The First Affordable Near Infrared Camera for Amateur Astronomy
The QHY5III462C is a color planetary camera and autoguider using the latest generation Sony STARVIS IMX462 back-illuminated sensor with enhanced near infrared response in wavelength from 800 to 1100nm.The IMX462 sensor has a resolution of 1920 x 1080 @ 2.9um pixels size, 1/3inch format, 8-bit/12-bit (output as 16-bits), USB3.0 interface and frame rate is up to 135FPS.
The QHY5III462C pixel size and array is essentially the same as the popular QHY5III290 camera but the new QHY5III462 model offers two very significant improvements over its predecessor: Extended NIR QE (with NIR monochrome imaging capability) and sHCG or Super High Conversion Gain.
QHY5III462C has two versions:
Standard Version (USD299)
Inc. 1.25inch IR cut filter + 1.25inch IR850 filter
Expansion Kit (USD349)
Inc. IR/Cut filter+ IR850 filter
IR890nm CH4 filter*1 (for Jupiter/Saturn photography)+2.5mm f/1.2 CS lens*1 (for allsky photography)+CS lens adapter*1
By Jarrett Trezzo
By Christopher Go
Extended Red and Near Infrared Sensitivity
The IMX462 sensor is the newest "6th Generation" sensor from Sony. With each successive generation, Sony has made significant improvements in sensor sensitivity. In the 6th generation of sensors, back-illuminated technology is enhanced with physically deeper photo sites allowing the capture of longer wavelength photons in the red and near infrared portion of the spectrum. The back-illuminated structure of the pixel also allows more photons, include these longer wavelength photons, to be captures in less time. This greatly improves the sensitivity of the pixel to near infrared in the 800 - 1000nm range which is approximately doubled when compared to cameras using the back-illuminated 290 sensor.
By Christopher Go, with QHY5III462C+IR850 Filter
sHCG Mode (Super High Conversion Gain)
The QHY5III462C has "Super High Conversion Gain" capability. By using a lower capacitance, a small amount of charge can be converted to a high voltage resulting in higher sensitivity in low-light conditions. The readout noise of the QHY5III462C is as low as 0.5e-. The following pictures demonstrate the low light improvement over the 290 sensor. The QHY5III462C image is on the left and the QHY5III290C image on the right. The low light conditions and exposures are identical for each image. This image shows the QHY5III462C has higher sensitivity and SNR than the QHY5III290C in the same conditions.cameras:
Color and Monochrome Imaging with One Sensor
The filter matrix in the IMX462 uses organic dye filters. These filters are very efficient at visible wavelengths but become completely transparent in the NIR. For this reason, good RGB color balance requires an external UV/IR filter that blocks NIR wavelengths. Many color cameras build this UV/IR filter into the camera or optical window for normal color imaging. However, in order to fully exploit the capabilities of the 462C sensor, in the QHY5III462C camera we leave this blocking out of the permanent optical path and instead supply a removable external UV/IR filter for normal RGB color imaging. We also provide an external screw-in IR850 filter that blocks visible light and passed wavelengths longer than 850nm where the RGB filters are otherwise transparent, making the QHY5III462C a dual purpose camera.

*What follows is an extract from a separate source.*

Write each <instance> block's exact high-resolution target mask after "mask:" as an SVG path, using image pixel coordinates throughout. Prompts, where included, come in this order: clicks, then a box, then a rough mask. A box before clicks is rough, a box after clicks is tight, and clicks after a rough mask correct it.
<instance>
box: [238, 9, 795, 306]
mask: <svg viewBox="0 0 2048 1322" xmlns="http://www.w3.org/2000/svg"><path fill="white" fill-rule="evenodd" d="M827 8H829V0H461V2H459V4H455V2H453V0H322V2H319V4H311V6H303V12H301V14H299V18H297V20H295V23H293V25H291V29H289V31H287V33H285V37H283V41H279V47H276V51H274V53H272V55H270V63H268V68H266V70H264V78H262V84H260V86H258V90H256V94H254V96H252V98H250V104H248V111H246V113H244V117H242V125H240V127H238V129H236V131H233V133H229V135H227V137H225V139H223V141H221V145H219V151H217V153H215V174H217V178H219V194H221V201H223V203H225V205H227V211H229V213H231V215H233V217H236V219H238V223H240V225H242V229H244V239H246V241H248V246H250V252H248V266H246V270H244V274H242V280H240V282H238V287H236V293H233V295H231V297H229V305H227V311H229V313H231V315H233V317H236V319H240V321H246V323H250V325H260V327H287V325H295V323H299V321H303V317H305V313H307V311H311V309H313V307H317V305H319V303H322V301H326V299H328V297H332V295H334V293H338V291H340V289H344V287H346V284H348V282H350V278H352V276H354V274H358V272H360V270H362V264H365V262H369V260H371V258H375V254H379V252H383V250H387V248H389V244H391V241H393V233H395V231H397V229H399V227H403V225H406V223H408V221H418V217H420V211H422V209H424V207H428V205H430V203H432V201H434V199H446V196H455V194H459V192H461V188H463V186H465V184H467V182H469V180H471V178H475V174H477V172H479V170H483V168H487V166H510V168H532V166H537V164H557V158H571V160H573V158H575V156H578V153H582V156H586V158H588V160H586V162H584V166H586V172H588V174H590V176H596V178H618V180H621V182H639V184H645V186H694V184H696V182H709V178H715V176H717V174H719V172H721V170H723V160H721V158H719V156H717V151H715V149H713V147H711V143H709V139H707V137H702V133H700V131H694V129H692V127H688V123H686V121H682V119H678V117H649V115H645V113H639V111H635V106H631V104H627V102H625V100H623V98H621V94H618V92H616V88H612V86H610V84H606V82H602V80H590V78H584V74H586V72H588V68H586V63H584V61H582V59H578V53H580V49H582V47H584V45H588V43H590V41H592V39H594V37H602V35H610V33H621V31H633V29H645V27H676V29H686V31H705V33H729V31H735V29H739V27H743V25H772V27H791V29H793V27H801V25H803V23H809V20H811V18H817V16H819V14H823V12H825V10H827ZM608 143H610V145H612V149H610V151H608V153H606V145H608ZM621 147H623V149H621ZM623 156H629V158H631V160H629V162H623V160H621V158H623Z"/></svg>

The following pictures are taken with the QHY5III462C and IR850 infrared pass filter:
By Christopher Go, with IR890 Filter
Planetary and Lunar Imaging
Planets such as Jupiter, Saturn, Uranus, and Neptune are rich in methane and planetary imagers often use a methane filter that has a passband around 890nm to image distribution in the atmospheres of these planets. With a peak QE around 800nm the QHY5III462C camera is ideal for capturing methane wavelengths while blocking virtually all local light pollution from homes, streetlights, airports, etc. Also, the earth's atmosphere has higher transparency in the NIR making sharper lunar details easier to obtain. Many mineral components on the lunar surface have different absorption spectrum characteristics in the visible and near infrared bands. By using filters of different wavebands for shooting, color multispectral lunar photography and lunar "prospecting" can be achieved.
ONAG on-axis infrared guide star ONAG guide star device can separate visible light and near infrared light. Visible light is used for deep space photography, and near infrared light is used for guiding stars. The guide star can be realized at any position in the full field of view. QHY5III462C's excellent near infrared sensitivity makes it the best partner of ONAG.